The radiation oncologist at the BC Cancer Centre assured us that the radiation treatment had nothing to do with the high fevers I got on Tuesday after the radiation treatment on Monday. I have no reason to doubt her, except that it’s hard to deny the pattern here. It seems that every time I get a treatment for myeloma my temperature spikes and I end up in Hospital getting massive doses of antibiotics and other meds. I can assure you, though, that it will not happen again because I will not get any more treatment for myeloma, not chemotherapy, not radiation. It’s just too hard on me. My gut gets squirrelly, unsettled is too weak a term for how my gut feels. It’s still messed up and it’s Sunday. I can only hope that it gets better. Hope is all I have left. [It is better -Tuesday]
October 31st, 2022
I don’t mean to gossip, but my stay at the hospital this past week was replete with drama. Emergency Departments these days often stand in for family physicians. People with minor ailments are stacked in waiting rooms while often more seriously ill or injured patients are made to hold up in ‘rooms’, (that is curtained off areas) that are tiny. It’s possible to hear everything that goes on in these ‘cubicles.’ When I was taken to the hospital by ambulance on Tuesday 4:30 AM or so I was immediately introduced to the maelstrom. After a short time I was wheeled into a room that is set up for two patients. Carolyn was with me. We could hear everything that was going on in the area centred on the nurses’ station.
Enter a screamer. Make that an old screamer. She is eight years older than me but assailed by dementia. We eventually learned that she had fallen and broken a femur. She must have been in a lot of pain and she made it very clear to everyone within earshot that she was highly distressed. Initially, she was wheeled into the maelstrom, then for some reason the staff moved her into the room I was in. She screamed “Help, help!” over and over again, even if there was a nurse in the room.
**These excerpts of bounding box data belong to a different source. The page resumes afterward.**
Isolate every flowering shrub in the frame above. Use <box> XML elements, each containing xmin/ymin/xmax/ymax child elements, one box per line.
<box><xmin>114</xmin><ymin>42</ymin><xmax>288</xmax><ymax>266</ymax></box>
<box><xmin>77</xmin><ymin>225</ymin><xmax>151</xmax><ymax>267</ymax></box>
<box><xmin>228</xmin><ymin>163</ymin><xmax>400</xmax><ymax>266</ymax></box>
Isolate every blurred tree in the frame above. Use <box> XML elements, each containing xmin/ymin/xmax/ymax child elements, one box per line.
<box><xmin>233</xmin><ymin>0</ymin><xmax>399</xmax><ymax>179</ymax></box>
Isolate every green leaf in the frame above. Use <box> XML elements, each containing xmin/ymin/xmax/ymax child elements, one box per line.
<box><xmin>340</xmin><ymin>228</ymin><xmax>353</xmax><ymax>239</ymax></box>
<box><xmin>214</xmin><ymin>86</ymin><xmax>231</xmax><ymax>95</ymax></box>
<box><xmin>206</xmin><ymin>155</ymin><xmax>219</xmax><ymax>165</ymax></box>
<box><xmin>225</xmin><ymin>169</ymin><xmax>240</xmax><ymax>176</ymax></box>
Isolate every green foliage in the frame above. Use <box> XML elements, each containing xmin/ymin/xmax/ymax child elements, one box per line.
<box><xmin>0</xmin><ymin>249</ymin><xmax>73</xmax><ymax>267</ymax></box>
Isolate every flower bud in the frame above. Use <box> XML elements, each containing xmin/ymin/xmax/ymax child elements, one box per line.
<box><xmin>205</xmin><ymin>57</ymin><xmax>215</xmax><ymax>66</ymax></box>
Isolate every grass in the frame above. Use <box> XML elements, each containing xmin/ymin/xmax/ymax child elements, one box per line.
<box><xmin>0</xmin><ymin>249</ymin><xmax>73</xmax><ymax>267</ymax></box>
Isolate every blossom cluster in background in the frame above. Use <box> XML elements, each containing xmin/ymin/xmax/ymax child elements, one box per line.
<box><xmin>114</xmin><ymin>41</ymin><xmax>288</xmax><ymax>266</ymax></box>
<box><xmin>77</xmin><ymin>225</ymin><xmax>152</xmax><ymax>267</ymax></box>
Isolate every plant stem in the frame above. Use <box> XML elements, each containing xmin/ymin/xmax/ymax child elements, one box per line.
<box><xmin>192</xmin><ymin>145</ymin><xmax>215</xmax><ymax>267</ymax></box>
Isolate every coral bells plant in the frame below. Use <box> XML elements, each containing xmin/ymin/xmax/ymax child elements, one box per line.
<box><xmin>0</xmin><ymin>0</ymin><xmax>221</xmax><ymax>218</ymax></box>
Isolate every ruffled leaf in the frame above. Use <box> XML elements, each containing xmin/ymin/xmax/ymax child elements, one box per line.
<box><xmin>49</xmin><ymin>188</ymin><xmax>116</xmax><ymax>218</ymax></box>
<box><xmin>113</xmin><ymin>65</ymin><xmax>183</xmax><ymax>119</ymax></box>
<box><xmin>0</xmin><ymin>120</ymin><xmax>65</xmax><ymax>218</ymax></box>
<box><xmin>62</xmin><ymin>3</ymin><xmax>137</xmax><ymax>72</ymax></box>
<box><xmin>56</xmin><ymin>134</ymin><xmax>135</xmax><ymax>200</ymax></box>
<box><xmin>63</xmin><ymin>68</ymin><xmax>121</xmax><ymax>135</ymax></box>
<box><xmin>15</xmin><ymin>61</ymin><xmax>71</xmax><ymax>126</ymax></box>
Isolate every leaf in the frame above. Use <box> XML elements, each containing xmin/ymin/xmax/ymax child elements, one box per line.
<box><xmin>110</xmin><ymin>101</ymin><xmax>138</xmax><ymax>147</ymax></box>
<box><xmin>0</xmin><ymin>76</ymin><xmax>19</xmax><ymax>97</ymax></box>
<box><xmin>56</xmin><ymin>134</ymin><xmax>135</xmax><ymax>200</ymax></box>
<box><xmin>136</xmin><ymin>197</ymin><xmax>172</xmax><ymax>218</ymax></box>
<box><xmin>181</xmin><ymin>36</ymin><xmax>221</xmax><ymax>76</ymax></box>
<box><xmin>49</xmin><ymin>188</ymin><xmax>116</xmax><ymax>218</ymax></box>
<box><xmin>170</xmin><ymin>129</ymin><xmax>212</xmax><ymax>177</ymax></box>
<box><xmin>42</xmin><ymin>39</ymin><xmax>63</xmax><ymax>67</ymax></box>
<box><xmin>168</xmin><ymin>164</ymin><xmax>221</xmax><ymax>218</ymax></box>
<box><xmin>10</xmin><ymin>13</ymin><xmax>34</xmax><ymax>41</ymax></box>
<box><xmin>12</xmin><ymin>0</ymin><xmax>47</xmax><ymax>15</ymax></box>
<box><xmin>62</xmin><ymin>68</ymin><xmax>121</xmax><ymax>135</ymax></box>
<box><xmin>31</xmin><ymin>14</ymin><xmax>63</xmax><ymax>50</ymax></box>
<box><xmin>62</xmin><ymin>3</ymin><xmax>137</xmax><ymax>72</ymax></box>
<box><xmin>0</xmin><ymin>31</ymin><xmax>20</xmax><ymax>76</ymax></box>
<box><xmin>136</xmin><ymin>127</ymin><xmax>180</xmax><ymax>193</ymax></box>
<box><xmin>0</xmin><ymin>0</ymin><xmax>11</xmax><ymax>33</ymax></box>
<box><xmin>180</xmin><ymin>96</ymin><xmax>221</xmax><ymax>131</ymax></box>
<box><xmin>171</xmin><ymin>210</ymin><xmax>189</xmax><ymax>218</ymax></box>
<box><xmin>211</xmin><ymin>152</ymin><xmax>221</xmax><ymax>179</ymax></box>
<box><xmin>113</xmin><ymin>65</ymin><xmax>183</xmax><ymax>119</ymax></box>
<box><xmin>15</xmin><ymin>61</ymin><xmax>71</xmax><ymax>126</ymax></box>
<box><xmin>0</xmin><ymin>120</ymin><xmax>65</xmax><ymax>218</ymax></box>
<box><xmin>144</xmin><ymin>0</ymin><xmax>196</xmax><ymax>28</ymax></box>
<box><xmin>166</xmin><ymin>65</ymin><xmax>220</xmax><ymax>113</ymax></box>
Then she would yell “No, no, no, no, no!” This went on and on and on at well over 100 decibels. I am not blaming this poor woman. She was in pain and she has dementia. But, man, did she have a set of lungs too. Every once in a while we’d hear a patient yell from across the room: “Shut up! People are trying to get some sleep here!” That didn’t slow her down at all.
November 1st, 2022
Finally, they got me into a ward on the 8th Floor of the hospital. That happened sometime after 11 PM on Tuesday. At the North Island Hospital in the Comox Valley I ended up on the 3rd floor a couple of times, in the same room too. It’s a large room for one patient. In the Royal Jubilee Hospital in Victoria, I was wheeled into a room set up for three patients. When I arrived, it was already occupied with two patients, a young man probably in his twenties, and an older man. Not sure how old he was. During my stay there I didn’t talk to the other two patients in the room, not once. The older guy was very ill and demented. He screamed most of the time, often at the top of his lungs, much like the screamer in Emerg. The nurses told him on more than one occasion to be quiet and the care aides admonished him periodically to “be nice to us.” He was not nice at all. He swore at everybody and wondered aloud why people were in his bedroom. He was most unpleasant, but I can usually tolerate people in his situation.
What can I say about the kid in the third bed. He was young, he could move around, and often went to the bathroom. I’m not sure why he was in the hospital, but I know that he was visited periodically by someone working on mental health and addiction issues. On my last night there, two young women came to visit this guy. They arrived around 7:30. One of them left around 9. The second one didn’t leave until 1 AM. You can draw your own conclusions about what happened behind the curtain separating his part of the room from mine, but it brings to mind a certain Paul Simon song. I know, it’s unbelievable but it did happen. It’s a good thing I had earplugs, because I still detected the odd moan and groan through the curtains. The nurses must have known she was there, but nobody did anything about it. Interesting. Not something I expected to experience in a hospital. Always a first time I guess.